The CJEU’s answer to the question: Article 15(1) of Directive 2002/58, read in the light of Article 4(2) TEU and Articles 7, 8 and 11 and Article 52(1) of the Charter, must be interpreted as precluding national legislation enabling a State authority to require providers of electronic communications services to carry out the general and indiscriminate transmission of traffic data and location data to the security and intelligence agencies for the purpose of safeguarding national security.

On those grounds, the Court (Grand Chamber) hereby rules:

“Article 1(3), Article 3 and Article 15(1) of Directive 2002/58/EC of the European Parliament and of the Council of 12 July 2002 concerning the processing of personal data and the protection of privacy in the electronic communications sector (Directive on privacy and electronic communications), as amended by Directive 2009/136/EC of the European Parliament and of the Council of 25 November 2009, read in the light of Article 4(2) TEU, must be interpreted as meaning that national legislation enabling a State authority to require providers of electronic communications services to forward traffic data and location data to the security and intelligence agencies for the purpose of safeguarding national security falls within the scope of that directive.

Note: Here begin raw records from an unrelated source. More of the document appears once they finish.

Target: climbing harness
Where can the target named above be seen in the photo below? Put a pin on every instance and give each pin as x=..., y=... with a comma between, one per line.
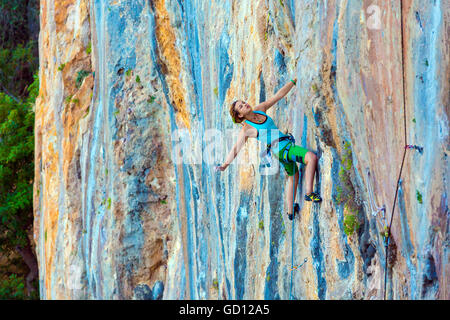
x=266, y=153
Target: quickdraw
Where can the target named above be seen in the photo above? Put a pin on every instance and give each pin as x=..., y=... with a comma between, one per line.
x=413, y=146
x=300, y=265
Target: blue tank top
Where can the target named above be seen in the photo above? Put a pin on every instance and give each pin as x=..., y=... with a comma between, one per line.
x=268, y=131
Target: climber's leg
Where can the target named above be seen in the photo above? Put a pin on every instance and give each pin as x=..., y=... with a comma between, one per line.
x=289, y=191
x=311, y=164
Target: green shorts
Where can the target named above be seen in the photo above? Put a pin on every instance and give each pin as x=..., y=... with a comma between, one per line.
x=294, y=151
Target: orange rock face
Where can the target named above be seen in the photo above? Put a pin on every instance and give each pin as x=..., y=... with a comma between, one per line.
x=132, y=116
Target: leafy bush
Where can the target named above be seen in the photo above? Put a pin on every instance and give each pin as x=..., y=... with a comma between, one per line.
x=12, y=288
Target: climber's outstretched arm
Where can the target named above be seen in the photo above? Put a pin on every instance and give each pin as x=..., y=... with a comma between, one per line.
x=242, y=139
x=264, y=106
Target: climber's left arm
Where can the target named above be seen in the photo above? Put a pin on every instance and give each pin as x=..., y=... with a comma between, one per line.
x=264, y=106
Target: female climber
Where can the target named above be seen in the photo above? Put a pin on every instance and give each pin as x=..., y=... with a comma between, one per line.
x=257, y=124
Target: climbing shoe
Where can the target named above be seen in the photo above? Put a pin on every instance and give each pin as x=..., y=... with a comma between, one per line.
x=315, y=197
x=296, y=210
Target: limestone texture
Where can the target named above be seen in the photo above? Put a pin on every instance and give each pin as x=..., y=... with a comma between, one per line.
x=132, y=117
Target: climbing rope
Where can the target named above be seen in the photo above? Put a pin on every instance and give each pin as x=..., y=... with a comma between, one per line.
x=388, y=232
x=293, y=228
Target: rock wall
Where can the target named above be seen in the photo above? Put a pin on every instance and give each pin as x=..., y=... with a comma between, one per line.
x=132, y=116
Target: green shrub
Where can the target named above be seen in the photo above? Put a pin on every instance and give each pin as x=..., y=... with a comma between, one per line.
x=12, y=288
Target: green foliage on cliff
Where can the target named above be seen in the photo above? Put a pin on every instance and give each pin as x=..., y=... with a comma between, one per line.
x=19, y=28
x=16, y=168
x=12, y=288
x=16, y=184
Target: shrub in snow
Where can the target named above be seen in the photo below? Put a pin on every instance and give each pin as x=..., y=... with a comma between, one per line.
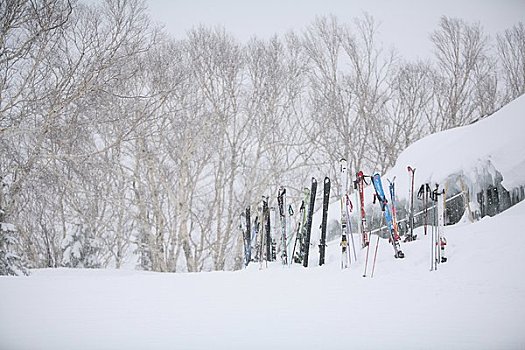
x=80, y=249
x=10, y=263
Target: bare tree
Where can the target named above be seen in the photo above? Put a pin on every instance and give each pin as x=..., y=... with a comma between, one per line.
x=511, y=50
x=460, y=51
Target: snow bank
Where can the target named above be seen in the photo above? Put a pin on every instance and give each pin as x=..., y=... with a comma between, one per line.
x=474, y=301
x=478, y=151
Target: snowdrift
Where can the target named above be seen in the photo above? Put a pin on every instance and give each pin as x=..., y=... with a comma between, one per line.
x=474, y=301
x=488, y=152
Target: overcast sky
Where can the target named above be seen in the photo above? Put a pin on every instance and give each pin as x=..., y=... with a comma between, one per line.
x=405, y=24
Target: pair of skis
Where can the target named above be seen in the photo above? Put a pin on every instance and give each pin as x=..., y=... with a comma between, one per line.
x=438, y=242
x=390, y=223
x=304, y=227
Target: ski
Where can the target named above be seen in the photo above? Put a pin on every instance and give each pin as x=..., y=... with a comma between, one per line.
x=247, y=237
x=410, y=235
x=392, y=190
x=349, y=208
x=309, y=222
x=359, y=185
x=438, y=242
x=345, y=257
x=326, y=199
x=380, y=194
x=424, y=194
x=281, y=201
x=300, y=232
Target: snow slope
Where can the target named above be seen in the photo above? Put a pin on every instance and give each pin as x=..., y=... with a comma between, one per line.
x=477, y=153
x=494, y=143
x=474, y=301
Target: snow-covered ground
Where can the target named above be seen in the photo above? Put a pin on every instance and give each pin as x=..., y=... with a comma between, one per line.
x=474, y=301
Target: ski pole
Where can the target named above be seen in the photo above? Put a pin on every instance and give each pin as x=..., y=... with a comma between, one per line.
x=375, y=257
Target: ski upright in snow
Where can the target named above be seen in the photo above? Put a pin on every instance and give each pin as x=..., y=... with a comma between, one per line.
x=326, y=199
x=247, y=236
x=281, y=201
x=308, y=230
x=345, y=256
x=410, y=234
x=359, y=185
x=438, y=242
x=380, y=195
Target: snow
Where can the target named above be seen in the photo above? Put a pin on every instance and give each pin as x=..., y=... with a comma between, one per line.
x=495, y=143
x=474, y=301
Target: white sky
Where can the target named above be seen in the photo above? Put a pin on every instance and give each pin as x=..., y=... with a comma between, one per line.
x=405, y=24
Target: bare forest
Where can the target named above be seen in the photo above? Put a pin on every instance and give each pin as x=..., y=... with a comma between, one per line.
x=120, y=144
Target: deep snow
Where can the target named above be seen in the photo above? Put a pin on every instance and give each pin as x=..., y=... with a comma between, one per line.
x=474, y=301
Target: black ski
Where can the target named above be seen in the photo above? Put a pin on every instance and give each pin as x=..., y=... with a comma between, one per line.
x=309, y=222
x=326, y=198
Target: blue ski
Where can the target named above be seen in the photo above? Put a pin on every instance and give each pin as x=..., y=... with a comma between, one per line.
x=394, y=237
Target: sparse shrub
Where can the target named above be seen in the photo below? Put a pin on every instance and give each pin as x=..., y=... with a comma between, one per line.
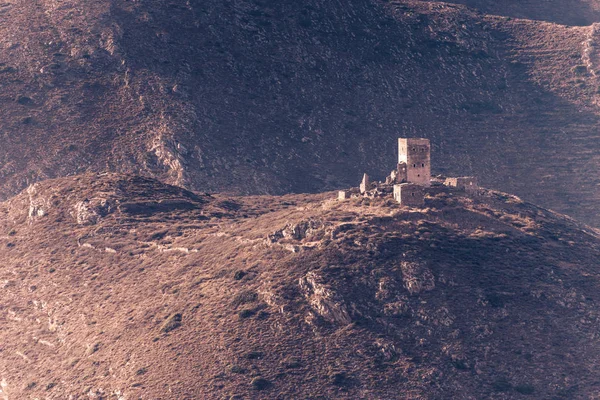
x=92, y=349
x=260, y=383
x=338, y=378
x=292, y=363
x=254, y=355
x=460, y=364
x=246, y=313
x=24, y=100
x=262, y=315
x=525, y=389
x=245, y=297
x=238, y=275
x=236, y=369
x=171, y=323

Article 15(1) of Directive 2002/58, as amended by Directive 2009/136, read in the light of Article 4(2) TEU and Articles 7, 8 and 11 and Article 52(1) of the Charter of Fundamental Rights of the European Union, must be interpreted as precluding national legislation enabling a State authority to require providers of electronic communications services to carry out the general and indiscriminate transmission of traffic data and location data to the security and intelligence agencies for the purpose of safeguarding national security.”

We now await the implementation of this case in the UK.

References:

1 “This Directive shall not apply to activities which fall outside the scope of the Treaty establishing the European Community, such as those covered by Titles V and VI of the Treaty on European Union, and in any case to activities concerning public security, defence, State security (including the economic well-being of the State when the activities relate to State security matters) and the activities of the State in areas of criminal law.”

2 “Member States may adopt legislative measures to restrict the scope of the rights and obligations provided for in Article 5, Article 6, Article 8(1), (2), (3) and (4), and Article 9 of this Directive when such restriction constitutes a necessary, appropriate and proportionate measure within a democratic society to safeguard national security (i.e. State security), defence, public security, and the prevention, investigation, detection and prosecution of criminal offences or of unauthorised use of the electronic communication system, as referred to in Article 13(1) of [Directive 95/46]. To this end, Member States may, inter alia, adopt legislative measures providing for the retention of data for a limited period justified on the grounds laid down in this paragraph. All the measures referred to in this paragraph shall be in accordance with the general principles of [EU] law, including those referred to in Article 6(1) and (2) of the Treaty on European Union.”

3 The Union shall respect the equality of Member States before the Treaties as well as their national identities, inherent in their fundamental structures, political and constitutional, inclusive of regional and local self-government. It shall respect their essential State functions, including ensuring the territorial integrity of the State, maintaining law and order and safeguarding national security. In particular, national security remains the sole responsibility of each Member State.

Alexandra Wilson is a barrister specialising in criminal and family law. In her criminal law practice, she represents a variety of clients charged with serious matters and specialises in young and vulnerable clients. Her family law practice includes private children, public children, domestic abuse and finance cases.